薬剤師の不当解雇|調剤過誤や管理薬剤師の解任を理由とする解雇について弁護士が解説

薬剤師は、調剤薬局、病院、ドラッグストア、製薬企業などで活躍する国家資格職です。管理薬剤師や薬局長といった役職に就けば、年収は相応の水準に達し、地域によっては一千万円に届くこともあります。

その一方で、薬剤師の職場では、調剤過誤の責任追及、店舗の統廃合、本部との方針対立などをきっかけに、突然の解雇や執拗な退職勧奨が行われることがあります。

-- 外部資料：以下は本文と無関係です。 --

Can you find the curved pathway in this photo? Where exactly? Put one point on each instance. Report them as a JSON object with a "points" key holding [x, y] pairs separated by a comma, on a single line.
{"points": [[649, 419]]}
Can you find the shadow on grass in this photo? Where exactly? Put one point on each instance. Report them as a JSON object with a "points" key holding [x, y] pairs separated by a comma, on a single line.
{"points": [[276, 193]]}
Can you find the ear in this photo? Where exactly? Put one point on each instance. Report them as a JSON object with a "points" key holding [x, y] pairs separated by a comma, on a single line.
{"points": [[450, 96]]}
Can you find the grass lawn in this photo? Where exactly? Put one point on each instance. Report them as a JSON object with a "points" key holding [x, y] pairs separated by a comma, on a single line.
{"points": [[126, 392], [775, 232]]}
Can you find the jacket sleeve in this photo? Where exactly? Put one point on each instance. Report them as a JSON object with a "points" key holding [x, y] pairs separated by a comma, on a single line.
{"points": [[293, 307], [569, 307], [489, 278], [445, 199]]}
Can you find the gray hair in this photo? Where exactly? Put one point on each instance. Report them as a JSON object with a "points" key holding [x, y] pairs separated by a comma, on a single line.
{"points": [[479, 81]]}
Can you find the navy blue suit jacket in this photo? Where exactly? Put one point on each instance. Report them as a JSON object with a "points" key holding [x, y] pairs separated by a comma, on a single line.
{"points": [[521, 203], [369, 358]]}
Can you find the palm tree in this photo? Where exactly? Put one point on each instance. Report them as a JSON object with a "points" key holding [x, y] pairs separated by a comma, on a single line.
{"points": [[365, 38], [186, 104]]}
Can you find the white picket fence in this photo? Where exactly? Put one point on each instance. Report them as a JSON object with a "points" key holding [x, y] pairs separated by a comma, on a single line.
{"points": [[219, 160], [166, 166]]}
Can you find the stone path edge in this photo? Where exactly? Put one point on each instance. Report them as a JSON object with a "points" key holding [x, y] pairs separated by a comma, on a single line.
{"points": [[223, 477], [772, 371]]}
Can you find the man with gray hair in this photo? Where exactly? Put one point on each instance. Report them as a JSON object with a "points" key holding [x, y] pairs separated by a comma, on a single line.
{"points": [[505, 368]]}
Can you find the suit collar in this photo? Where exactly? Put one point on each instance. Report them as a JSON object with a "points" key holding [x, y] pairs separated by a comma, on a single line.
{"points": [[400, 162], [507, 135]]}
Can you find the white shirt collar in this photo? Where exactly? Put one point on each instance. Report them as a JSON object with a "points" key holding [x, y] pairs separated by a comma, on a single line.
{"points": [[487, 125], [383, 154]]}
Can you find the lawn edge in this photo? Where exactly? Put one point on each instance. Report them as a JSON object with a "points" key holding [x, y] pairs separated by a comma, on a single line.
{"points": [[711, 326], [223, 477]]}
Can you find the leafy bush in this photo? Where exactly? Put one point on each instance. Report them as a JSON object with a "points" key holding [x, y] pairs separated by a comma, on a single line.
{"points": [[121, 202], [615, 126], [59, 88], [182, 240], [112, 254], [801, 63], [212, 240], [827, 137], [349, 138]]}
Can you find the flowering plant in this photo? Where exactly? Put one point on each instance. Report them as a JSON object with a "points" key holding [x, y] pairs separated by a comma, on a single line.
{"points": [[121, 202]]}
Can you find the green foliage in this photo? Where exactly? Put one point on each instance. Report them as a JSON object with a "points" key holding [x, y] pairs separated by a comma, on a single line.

「薬歴の記載が不十分だった」「監査を怠った」といった指摘を受けると、資格に傷がつくことを恐れて、言われるままに退職届を書いてしまう方も少なくありません。

本記事では、薬剤師の解雇が無効となる法的枠組みと、調剤過誤を理由とする解雇の考え方、そして解雇を告げられたときの対応について、埼玉県大宮の弁護士が解説します。

薬剤師の解雇にも解雇権濫用法理が適用される

薬剤師の解雇にも解雇権濫用法理が適用される

解雇には合理的な理由と社会的相当性が必要

労働契約法第16条は、客観的に合理的な理由を欠き、社会通念上相当と認められない解雇を無効と定めています。薬局や企業が「もう任せられない」と判断したというだけでは、解雇は正当化されません。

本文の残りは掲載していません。